The Benefits of Depositary Receipts The DR functions as a means to increase global trade, which in turn can help increase not only volumes on local and foreign markets but also the exchange of information, technology, regulatory procedures as well as market transparency. Thus, instead of being faced with impediments to foreign investment, as is often the case in many emerging markets, the DR investor and company can both benefit from investment abroad. Let's take a closer a look at the benefits: For the Company A company may opt to issue a DR to obtain greater exposure and raise capital in the world market. Issuing DRs has the added benefit of increasing the share's liquidity while boosting the company's prestige on its local market ("the company

is traded internationally"). Depositary receipts encourage an international shareholder base, and provide expatriates living abroad with an easier opportunity to invest in their home countries. Moreover, in many countries, especially those with emerging markets, obstacles often prevent foreign investors from entering the local market. By issuing a DR, a company can still encourage investment from abroad without having to worry about barriers to entry that a foreign investor might face. For the Investor Buying into a DR immediately turns an investors' portfolio into a global one. Investors gain the benefits of diversification while trading in their own market under familiar settlement and clearance conditions. More importantly, DR investors will be able to reap the benefits of these usually higher risk, higher return equities, without having to endure the added risks of going directly into foreign markets, which may pose lack of transparency or instability resulting from changing regulatory procedures. It is important to remember that an investor will still bear some foreign-exchange risk, stemming from uncertainties in emerging economies and societies. On the other hand, the investor can also benefit from competitive rates the U.S. dollar and euro have to most foreign currencies. Conclusion Giving you the opportunity to add the benefits of foreign investment while bypassing the unnecessary risks of investing outside your own borders, you may want to consider adding these securities to your portfolio. As with any security, however, investing in ADRs requires an understanding of why they are used, and how they are issued and traded.

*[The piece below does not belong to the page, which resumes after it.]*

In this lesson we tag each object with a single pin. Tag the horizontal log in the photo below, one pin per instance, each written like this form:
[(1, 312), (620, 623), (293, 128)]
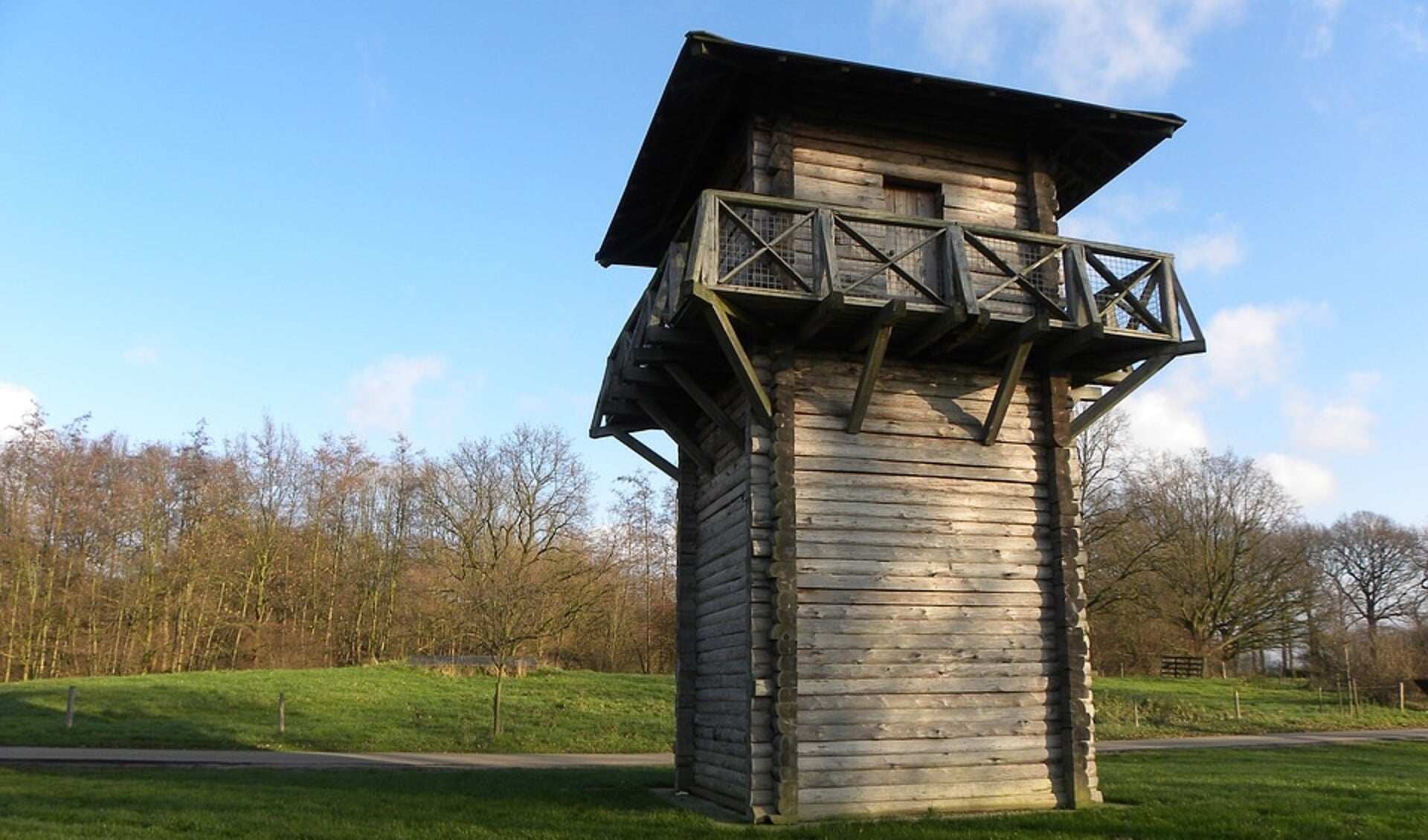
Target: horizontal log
[(907, 170), (950, 778), (922, 598), (1003, 638), (973, 745), (839, 546), (816, 538), (1032, 755), (1013, 802), (919, 584), (810, 656), (928, 569), (1023, 786), (836, 468), (985, 705), (911, 613), (973, 668), (894, 531), (924, 686)]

Q4 .Difference between IAS and GAAP? ANS .The acronym "IAS" stands for International Accounting Standards. This is a set of accounting standards set by the International Accounting Standards Committee (IASC), located in London, England. The IASC has a number of

different bodies, the main one being the International Accounting Standards Board (IASB), which is the standard-setting body of the IASC. The acronym "GAAP" stands for Generally Accepted Accounting Principles. The IASC does not set GAAP, nor does it have any legal authority over GAAP. The IASC can be thought of as merely a very influential group of people who love making up accounting rules. However, a lot of people actually do listen to what the IASC and IASB have to say on matters of accounting. When the IASB sets a brand new accounting standard, a number of countries tend to adopt the standard, or at least interpret it, and fit it into their individual country's accounting standards. These standards, as set by each particular country's accounting standards board, will in turn influence what becomes GAAP for each particular country. For example, in the United States, the Financial Accounting Standards Board (FASB) makes up the rules and regulations . 1. GAAP are the more generic accounting rules that every country holds, and are directly influenced by the different accounting boards of each jurisdiction, whereas, IAS is the specific set of internationally recognized accounting standards, set by the IAS Committee. 2. GAAP, in itself, is locally based, while the IAS is globally recognized, and some of its rules or standards are incorporated in the GAAPs of many countries.